As she called on the Western Australian government to rule out launching its own state-based bank levy, Ms Bligh said the “venomous” public attacks by political leaders “climbing over each other to be, and to be seen to be, tough on banks” was concerning. Noting the banks were the nation’s biggest taxpayers and undertaking a major industry-led reform agenda to rebuild trust, Ms Bligh said the political landscape had not been this intense for 70 years since Ben Chifley announced his intention to nationalise the commercial banks.
“In this context, there is an ever diminishing appetite for thoughtful and sensible public policy making. Any appetite there may once have been to explain the complexity and importance of banking to the Australian economy has been all but extinguished,” the ABA chief told the National Press Club in Canberra yesterday.
“It is now permissible in public life to say anything about and do anything to banks – this puts our banking system into an ever-more precarious position.”
Ms Bligh, the former Premier of Queensland, cited comments by the Federal Treasurer that banks determine interest rates using a “voodoo black box” and from the opposition leader that “there are tens of thousands of Australians on an annual basis being ripped off.”
“This rhetoric is dangerous for Australia’s financial stability. In this political landscape, it is not surprising that persistent myths and criticisms about banks flourish,” she said.
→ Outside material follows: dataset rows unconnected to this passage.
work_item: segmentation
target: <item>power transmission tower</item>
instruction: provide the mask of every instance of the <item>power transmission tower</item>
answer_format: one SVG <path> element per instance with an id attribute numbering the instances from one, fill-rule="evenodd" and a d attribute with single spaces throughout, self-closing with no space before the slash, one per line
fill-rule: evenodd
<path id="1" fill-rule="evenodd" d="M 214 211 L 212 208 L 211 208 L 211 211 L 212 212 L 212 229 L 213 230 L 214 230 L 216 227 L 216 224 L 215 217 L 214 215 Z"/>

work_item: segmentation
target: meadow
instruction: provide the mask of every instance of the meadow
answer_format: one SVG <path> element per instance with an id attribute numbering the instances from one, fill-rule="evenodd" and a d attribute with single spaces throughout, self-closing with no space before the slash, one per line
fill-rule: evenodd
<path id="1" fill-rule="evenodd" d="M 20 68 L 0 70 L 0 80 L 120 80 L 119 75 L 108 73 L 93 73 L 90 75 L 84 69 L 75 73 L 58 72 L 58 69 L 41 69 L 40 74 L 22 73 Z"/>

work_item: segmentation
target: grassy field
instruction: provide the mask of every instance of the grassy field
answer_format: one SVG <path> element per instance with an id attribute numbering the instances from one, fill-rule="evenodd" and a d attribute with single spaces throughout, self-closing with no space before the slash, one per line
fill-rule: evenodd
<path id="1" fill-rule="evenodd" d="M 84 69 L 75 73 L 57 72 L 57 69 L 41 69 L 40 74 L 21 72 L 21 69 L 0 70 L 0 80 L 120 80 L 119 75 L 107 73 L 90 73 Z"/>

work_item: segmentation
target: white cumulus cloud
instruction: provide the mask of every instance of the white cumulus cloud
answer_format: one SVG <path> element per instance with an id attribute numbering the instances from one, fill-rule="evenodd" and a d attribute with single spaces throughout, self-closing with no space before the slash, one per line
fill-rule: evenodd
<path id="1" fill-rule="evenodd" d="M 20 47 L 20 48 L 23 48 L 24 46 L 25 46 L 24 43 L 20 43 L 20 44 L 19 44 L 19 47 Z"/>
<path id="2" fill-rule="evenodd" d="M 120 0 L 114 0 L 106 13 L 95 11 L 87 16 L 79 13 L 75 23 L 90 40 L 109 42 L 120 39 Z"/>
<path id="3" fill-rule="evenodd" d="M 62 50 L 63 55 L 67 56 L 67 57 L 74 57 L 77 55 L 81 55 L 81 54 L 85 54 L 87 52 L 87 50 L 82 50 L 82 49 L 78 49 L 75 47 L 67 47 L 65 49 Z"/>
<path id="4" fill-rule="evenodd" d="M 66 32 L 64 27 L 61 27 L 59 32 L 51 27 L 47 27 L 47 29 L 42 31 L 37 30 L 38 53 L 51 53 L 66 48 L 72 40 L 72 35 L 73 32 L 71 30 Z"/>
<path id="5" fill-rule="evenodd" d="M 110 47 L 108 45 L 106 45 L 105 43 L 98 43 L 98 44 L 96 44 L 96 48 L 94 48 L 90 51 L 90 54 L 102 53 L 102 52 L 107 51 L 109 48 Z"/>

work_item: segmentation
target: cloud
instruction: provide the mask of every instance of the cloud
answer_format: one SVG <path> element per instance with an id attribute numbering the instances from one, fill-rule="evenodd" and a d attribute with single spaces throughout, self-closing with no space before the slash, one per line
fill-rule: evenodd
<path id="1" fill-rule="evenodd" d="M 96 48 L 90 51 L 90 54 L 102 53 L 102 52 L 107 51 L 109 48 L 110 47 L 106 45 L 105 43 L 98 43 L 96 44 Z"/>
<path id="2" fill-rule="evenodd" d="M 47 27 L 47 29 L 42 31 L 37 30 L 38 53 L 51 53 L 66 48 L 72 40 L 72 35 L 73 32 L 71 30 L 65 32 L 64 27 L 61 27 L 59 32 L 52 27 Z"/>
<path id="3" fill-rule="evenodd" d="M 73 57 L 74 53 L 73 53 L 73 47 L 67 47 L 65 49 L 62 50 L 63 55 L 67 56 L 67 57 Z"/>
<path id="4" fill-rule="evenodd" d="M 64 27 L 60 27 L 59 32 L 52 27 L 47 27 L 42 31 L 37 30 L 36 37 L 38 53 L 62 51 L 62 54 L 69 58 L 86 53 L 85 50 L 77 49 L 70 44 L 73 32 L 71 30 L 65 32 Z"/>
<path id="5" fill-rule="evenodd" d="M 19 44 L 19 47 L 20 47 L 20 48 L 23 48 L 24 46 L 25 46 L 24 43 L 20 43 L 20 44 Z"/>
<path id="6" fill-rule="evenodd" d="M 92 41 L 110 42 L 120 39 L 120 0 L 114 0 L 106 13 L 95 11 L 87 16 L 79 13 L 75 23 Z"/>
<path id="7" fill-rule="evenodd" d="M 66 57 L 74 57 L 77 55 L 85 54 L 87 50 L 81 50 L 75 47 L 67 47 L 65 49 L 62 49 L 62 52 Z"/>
In the May federal budget, the government unveiled a package of banking reforms including bank levy on the major banks, which was subsequently followed by the South Australian government’s own similar tax. Ms Bligh urged WA Premier Mark McGowan to rule out introducing a bank tax, saying it would impact the state’s fragile economy and noting that South Australia’s tax was unlikely to be legislated due to “widespread opposition from the business community, the people of South Australia and Members of Parliament”.
Ms Bligh conceded banks needed to speed up efforts to improve culture and conduct after instances of “poor bank culture and poor customer outcomes”, which banks accepted were wrong. But after more than 100 days as ABA’s new CEO, she expressed confidence that the industry was serious about delivering its most “ambitious” reform agenda in Australia’s history to rebuild community trust.
“People have relatively low awareness of the reforms that are sweeping across the banking industry. But when they are taken through the reforms, step by step, they have a very positive view of any initiatives designed to improve standards and integrity, such as the new code of banking practice,” she said.
Other initiatives include decoupling remuneration incentives from sales targets, appointing customer advocates, stronger whistle blower protections, a new executive accountability regime and new one stop shop for customer complaints.
Ms Bligh also noted that almost 75 per cent of people believe that banks return less than a quarter of their profits to their shareholders, who are mostly Australians who either own shares directly or via their superannuation funds. The big banks’ dividend payout ratios – the amount of profit paid to shareholders – are around 80 per cent.
She said this misunderstanding fed into the declining level of trust faced by the industry and represented an opportunity for banks to help show Australians they and the broader economy benefit from strong banks.
“This research is being conducted as part of a benchmarking exercise against which the ABA and the banking industry can measure progress on the project to rebuild trust with customers and the broader community,” she said.
“It represents my determination and that of the industry to make real change and to hold ourselves accountable for that change. When finalised, the benchmarks will be made public.”